Varsayılan Şeklen iyiniet - gerçek iyiniyet ayrımı

Aşağıdaki Yargıtay kararında belirtildiği üzere, bir tarafta şeklen iyiniyetli yeni malik ve diğer tarafta ise gerçekten iyiniyetli eski malik var ise, kanun koyucunun gerçek amacı da gerçek iyiniyeti korumak ise, bu durumda taşınmazı sahte vekaletnameli işleme dayanarak satın alanın iyiniyetinin korunmaması gerektiğini düşünüyorum.

Yargıtay 1.H.D.2004/9982 E.2004/10854 K.
07.10.2004 Tarih :
"...
Tapulu taşınmazların intikallerinde, huzur ve güveni koruma, toplam düzenini sağlama uğruna, tapu kaydında ismi geçmeyen ama asıl malik olanın hakkı feda edildiğinden iktisapta bulunan kişinin, iyi niyetli olup olmadığının tam olarak tespiti büyük önem taşımaktadır. Gerçekten bir yanda tapu sicilinin doğruluğuna inanarak iktisapta bulunduğunu ileri süren kimse sair yanda ise kendisi için maddi, hatta bazı hallerde manevi büyük değer taşıyan ayni hakkını yitirme tehlikesi ile karşı karşıya kalan önceki malik bulunmaktadır.
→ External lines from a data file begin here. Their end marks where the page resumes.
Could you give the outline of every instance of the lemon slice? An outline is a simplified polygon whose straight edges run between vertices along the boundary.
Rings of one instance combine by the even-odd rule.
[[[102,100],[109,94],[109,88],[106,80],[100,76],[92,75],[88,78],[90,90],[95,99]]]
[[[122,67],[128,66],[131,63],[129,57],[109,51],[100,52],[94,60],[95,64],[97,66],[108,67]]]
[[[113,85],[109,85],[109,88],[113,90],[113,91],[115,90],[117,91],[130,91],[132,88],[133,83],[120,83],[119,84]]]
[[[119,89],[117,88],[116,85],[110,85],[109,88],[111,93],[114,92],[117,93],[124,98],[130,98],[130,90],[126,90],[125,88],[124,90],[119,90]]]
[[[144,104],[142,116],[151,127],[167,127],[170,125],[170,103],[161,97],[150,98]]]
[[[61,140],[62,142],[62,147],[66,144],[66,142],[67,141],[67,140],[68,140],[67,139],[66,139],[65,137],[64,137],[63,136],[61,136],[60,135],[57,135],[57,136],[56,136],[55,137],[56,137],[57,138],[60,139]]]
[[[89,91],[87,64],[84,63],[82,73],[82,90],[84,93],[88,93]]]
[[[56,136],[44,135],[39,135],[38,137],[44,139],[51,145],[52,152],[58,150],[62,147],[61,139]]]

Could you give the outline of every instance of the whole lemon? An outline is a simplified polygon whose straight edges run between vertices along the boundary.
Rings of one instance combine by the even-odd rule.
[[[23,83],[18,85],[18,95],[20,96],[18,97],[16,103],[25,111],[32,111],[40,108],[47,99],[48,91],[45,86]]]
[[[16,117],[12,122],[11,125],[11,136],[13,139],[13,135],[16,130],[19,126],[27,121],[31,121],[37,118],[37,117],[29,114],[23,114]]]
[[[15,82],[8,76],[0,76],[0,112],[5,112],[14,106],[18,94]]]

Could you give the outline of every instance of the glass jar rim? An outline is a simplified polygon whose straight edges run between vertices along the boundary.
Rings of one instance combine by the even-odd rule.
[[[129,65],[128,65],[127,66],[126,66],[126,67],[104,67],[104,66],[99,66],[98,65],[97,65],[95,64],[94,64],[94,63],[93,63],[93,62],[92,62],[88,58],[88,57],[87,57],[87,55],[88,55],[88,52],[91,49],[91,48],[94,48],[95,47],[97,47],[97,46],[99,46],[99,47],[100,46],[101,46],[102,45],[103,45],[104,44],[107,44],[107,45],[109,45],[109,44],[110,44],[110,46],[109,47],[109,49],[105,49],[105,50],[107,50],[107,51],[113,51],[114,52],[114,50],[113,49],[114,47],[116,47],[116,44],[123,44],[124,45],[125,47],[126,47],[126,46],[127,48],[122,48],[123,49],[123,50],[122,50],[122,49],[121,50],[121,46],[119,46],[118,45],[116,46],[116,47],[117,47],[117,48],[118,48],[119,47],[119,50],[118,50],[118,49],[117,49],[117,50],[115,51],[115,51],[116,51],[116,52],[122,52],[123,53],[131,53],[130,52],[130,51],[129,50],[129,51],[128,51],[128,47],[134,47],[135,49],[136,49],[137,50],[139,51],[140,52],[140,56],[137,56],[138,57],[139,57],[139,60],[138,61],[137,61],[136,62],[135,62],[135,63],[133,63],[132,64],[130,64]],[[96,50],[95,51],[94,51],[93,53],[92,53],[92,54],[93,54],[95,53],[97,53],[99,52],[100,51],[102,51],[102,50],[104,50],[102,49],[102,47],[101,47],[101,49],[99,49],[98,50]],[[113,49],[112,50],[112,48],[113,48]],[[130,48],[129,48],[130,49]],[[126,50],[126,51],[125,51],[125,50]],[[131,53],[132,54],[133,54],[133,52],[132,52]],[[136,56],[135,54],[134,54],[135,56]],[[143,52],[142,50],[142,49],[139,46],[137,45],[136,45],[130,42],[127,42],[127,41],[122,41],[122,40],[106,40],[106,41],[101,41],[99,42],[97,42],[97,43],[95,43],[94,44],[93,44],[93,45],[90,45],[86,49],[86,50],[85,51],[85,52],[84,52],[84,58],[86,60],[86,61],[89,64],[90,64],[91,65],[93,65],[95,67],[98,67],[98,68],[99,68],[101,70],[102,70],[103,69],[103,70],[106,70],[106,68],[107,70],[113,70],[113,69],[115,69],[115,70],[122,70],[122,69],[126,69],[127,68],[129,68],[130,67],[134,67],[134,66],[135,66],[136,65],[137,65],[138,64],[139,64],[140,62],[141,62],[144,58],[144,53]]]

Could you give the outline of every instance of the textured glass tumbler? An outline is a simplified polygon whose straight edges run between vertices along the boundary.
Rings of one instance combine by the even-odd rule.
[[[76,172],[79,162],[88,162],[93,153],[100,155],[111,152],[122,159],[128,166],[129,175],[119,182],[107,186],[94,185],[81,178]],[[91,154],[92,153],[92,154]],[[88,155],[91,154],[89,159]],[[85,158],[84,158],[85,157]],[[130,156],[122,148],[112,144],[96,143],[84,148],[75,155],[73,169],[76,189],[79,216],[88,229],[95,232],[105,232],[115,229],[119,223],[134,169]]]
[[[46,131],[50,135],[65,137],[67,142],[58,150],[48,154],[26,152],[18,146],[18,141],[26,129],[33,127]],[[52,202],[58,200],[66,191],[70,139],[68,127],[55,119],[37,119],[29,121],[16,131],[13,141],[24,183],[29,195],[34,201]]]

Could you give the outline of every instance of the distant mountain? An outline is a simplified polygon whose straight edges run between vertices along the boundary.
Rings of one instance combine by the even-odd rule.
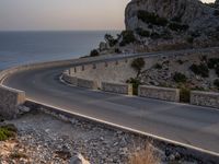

Bu sebeple yüzeysel ve şekilci bir araştırma ve yaklaşımın büyük mağduriyetlere yol açacağı, kişilerin Devlete ve adalete olan güven ve saygısını sarsacağı ve kanun koyucunun amacının ilk bakışta, şeklen iyi niyetli gözükeni değil, gerçekten iyiniyetli olan kişiyi korumak olduğu hususlarının daima gözönünde tutulması, bu yönde bütün delillerin toplanıp derinliğine irdelenmesi ve değerlendirilmesi gerekmektedir.